Leatherback Turtle Named California's State Marine Reptile
October 1, 2012
Last Wednesday, Sept. 26, Governor Jerry Brown signed AB 1776—making the endangered Pacific leatherback sea turtle the official state marine reptile.
The bill unanimously passed in both the Assembly and the Senate, and will be effective Jan. 1. The state's first Leatherback Conservation Day will be Oct. 15, 2013.
The nonprofit marine conservation group Oceana created a new state flag (above) to celebrate the designation. Oceana sponsored AB 1776 along with the The Sea Turtle Restoration Project.

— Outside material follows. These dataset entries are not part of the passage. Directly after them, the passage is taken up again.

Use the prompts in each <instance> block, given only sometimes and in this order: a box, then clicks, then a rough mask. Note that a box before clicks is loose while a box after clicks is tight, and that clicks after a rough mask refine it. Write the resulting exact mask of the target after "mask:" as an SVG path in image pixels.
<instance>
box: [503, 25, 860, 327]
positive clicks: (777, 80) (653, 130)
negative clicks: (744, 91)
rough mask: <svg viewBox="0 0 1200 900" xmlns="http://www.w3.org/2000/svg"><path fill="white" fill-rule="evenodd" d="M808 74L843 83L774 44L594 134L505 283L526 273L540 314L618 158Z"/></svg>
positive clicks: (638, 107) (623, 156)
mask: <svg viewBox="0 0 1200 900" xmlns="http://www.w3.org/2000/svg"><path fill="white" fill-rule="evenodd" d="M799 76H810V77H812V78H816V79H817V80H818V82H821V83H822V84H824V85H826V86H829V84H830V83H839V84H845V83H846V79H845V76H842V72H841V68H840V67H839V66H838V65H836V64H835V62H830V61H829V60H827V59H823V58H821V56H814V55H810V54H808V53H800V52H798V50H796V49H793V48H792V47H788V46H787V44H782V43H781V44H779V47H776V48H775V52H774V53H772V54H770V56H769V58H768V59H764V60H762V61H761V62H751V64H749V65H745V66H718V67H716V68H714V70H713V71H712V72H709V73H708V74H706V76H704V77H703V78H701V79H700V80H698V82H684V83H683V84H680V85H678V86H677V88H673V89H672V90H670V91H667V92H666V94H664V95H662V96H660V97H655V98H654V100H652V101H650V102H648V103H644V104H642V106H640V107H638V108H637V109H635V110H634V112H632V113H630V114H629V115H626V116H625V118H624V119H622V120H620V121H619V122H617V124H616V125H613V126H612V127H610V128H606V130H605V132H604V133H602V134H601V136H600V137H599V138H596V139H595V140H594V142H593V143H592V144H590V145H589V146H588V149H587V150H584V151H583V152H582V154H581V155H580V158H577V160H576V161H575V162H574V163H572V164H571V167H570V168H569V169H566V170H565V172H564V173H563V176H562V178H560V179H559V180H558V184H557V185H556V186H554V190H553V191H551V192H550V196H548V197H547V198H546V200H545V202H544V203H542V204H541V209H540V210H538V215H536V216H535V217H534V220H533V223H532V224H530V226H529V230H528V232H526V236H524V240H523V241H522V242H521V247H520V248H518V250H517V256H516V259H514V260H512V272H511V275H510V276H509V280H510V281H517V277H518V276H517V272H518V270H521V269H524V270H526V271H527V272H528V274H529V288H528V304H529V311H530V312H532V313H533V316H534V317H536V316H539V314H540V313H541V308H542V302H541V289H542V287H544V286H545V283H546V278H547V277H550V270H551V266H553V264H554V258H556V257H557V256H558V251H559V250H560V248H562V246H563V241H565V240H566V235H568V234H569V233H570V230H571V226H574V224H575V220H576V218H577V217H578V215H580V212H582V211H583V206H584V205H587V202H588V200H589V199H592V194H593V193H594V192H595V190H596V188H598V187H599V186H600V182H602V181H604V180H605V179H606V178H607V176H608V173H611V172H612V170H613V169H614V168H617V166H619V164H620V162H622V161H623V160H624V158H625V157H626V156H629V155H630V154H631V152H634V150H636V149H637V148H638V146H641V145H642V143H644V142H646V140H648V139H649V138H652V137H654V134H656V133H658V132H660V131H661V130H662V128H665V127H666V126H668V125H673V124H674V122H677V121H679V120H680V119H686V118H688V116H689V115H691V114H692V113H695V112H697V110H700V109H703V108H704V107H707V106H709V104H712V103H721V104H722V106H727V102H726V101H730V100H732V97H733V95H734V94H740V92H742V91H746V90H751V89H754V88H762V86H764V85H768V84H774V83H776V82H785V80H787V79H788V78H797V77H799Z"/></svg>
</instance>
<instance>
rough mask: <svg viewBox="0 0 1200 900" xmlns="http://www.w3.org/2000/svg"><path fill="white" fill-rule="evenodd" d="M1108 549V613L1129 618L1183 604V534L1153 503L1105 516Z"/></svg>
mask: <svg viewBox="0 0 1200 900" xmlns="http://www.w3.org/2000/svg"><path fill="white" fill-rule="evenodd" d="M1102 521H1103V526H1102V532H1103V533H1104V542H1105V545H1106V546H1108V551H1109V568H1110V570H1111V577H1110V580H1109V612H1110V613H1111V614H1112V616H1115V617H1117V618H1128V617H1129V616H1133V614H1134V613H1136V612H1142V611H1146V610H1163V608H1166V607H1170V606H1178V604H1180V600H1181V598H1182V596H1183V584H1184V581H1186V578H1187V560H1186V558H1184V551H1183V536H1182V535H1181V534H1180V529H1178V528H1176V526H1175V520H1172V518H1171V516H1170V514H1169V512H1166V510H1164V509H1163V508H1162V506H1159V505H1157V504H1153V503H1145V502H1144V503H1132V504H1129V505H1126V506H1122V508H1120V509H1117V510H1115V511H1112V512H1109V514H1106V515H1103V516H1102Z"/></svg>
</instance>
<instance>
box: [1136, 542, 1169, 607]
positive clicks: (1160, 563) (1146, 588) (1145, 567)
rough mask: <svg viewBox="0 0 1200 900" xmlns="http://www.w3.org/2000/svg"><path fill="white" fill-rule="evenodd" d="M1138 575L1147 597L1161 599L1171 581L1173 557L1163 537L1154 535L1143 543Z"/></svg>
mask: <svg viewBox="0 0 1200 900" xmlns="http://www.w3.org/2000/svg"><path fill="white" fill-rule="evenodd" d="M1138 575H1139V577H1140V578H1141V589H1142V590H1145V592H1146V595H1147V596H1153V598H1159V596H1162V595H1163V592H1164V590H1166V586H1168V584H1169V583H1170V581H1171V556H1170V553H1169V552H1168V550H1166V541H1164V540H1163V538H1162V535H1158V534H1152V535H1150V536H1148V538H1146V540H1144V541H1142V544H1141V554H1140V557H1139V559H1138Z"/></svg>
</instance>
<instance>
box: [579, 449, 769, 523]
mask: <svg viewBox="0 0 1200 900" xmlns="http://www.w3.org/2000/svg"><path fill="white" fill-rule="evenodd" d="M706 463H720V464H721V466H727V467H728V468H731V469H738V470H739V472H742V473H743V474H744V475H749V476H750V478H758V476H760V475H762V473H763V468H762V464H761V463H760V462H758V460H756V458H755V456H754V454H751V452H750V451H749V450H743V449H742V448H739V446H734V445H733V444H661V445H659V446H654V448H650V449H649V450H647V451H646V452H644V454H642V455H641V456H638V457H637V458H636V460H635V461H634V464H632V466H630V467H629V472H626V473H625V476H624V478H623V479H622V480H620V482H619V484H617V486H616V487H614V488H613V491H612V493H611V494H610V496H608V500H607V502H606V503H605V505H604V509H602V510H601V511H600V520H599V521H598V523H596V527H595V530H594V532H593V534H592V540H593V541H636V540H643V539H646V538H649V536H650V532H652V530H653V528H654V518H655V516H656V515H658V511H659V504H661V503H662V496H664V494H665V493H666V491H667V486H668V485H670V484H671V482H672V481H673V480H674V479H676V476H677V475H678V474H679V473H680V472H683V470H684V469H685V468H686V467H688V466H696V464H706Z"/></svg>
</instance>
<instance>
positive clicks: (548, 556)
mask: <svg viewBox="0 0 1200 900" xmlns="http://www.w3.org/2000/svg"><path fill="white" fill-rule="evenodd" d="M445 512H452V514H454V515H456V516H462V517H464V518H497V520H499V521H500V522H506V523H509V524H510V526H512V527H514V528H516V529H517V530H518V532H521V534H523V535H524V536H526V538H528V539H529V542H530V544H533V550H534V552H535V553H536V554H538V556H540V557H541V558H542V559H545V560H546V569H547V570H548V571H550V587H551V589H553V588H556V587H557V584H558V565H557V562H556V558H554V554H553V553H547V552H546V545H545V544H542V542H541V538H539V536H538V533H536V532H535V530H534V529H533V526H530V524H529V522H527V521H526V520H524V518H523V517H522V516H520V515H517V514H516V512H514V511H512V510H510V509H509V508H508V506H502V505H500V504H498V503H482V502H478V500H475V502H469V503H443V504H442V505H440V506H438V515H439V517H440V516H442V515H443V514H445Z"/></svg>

"Leatherback sea turtles are best described by superlatives: They are an ancient lineage outsurviving the dinosaurs; they are the largest sea turtle on Earth; they can dive to a depth of over half a mile—as deep as the giant whales; they have one of the longest migrations of any animal (6,000 miles across the entire Pacific), and unfortunately, [they] are the most endangered sea turtle in the Pacific due to incidental capture in industrial fishing drift nets and longlines," states an Oceana press release.
Oceana officials hope the bill will encourage collaboration with other nations in the leatherback migration path. One group of leatherbacks crosses the Pacific annually to eat jellies off the Central California Coast in the late summer.
More than 16,000 square miles of California’s coastal waters were designated as critical habitat for leatherbacks earlier this year.